WikiLeaks isn’t the only source of interesting government documents. On Friday, the National Archives published a report about American efforts to recruit former Nazis to help intelligence efforts during the Cold War. This is familiar territory for those familiar with the period. While war has always made for strange bedfellows (such as the necessity of the wartime alliance with Stalin against Hitler), the willingness of the United States government to employ all sorts of Nazi criminals to combat the Soviets is a sorry chapter in our history.
Nevertheless, included in this report was some fascinating material about one particular Nazi war criminal whose historical legacy lives on today: Haj Amin al-Husseini, the Grand Mufti of Jerusalem. The willingness of Husseini, the putative leader of Palestinian Arab nationalism in the 1930s and 1940s, to collaborate with the Nazis has long been established and has been the subject of more scholarly scrutiny in recent years. However, this report does help fill in some of the details about the extent of the mufti’s relationship with Berlin.

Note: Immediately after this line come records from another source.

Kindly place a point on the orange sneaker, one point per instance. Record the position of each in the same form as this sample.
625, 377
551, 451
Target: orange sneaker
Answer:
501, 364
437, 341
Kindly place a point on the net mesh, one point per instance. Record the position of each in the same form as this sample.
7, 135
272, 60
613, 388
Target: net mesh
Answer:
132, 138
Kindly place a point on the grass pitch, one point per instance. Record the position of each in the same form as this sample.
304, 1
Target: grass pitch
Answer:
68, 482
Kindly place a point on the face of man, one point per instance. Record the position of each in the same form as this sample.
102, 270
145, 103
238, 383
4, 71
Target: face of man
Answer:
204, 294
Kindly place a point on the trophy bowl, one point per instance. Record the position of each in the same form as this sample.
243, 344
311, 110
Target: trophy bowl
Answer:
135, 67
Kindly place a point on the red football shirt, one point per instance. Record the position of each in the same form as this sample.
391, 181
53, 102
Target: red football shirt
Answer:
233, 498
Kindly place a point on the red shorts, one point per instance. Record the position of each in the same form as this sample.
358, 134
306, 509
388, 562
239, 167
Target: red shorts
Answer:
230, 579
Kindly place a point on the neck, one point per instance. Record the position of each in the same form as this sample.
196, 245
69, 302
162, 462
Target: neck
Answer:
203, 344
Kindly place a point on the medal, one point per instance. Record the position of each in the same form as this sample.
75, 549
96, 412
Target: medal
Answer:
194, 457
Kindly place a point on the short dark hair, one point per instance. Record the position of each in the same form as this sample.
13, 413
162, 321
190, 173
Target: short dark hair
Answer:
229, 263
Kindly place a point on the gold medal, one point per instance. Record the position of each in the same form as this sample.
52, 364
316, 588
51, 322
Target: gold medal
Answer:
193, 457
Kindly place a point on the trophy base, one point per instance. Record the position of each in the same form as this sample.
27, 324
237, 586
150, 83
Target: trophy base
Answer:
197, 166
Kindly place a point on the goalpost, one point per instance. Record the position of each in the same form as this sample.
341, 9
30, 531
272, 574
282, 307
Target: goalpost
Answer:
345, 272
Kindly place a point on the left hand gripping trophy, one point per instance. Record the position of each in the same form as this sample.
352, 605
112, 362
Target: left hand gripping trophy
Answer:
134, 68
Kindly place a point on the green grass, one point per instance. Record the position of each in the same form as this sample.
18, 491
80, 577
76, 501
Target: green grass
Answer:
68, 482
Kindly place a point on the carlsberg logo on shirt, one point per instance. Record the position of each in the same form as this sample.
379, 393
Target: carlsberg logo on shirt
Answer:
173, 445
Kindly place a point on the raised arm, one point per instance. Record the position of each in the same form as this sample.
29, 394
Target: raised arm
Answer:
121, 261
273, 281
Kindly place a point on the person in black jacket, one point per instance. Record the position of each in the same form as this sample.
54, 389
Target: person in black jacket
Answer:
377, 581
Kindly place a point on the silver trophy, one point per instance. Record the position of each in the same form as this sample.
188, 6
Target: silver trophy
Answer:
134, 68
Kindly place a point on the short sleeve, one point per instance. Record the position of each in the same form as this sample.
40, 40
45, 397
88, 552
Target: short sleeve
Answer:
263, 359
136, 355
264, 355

Among the interesting tidbits: the mufti who did Nazi propaganda broadcasts to the Islamic world and helped recruit a Bosnian Muslim brigade for the SS was on Hitler’s payroll and actually paid twice the salary received by German field marshals. More chilling was Hitler’s promise that he would install Husseini as the head of a Palestinian state after the planned German conquest of the Middle East and the extermination of the hundreds of thousands of Jews then in the British Mandate for Palestine. The report also details the way French and British intelligence allowed the mufti to flee his European hideouts and return to the Middle East in order to carry on his war against the Jews.
While this may seem like ancient history to observers of the contemporary Middle East, the mufti’s relevance to the political culture of the Palestinians should not be underestimated. His rejection of any accommodation with the Jews and his embrace of the crudest anti-Semitic slurs, which deliberately echo Nazi themes, is still felt today, what with even the supposedly “moderate” Palestinian Authority engaging in similar anti-Jewish incitement and hatred. So long as Hitler’s faithful Muslim ally remains a role model for Palestinians, peace is a long way off.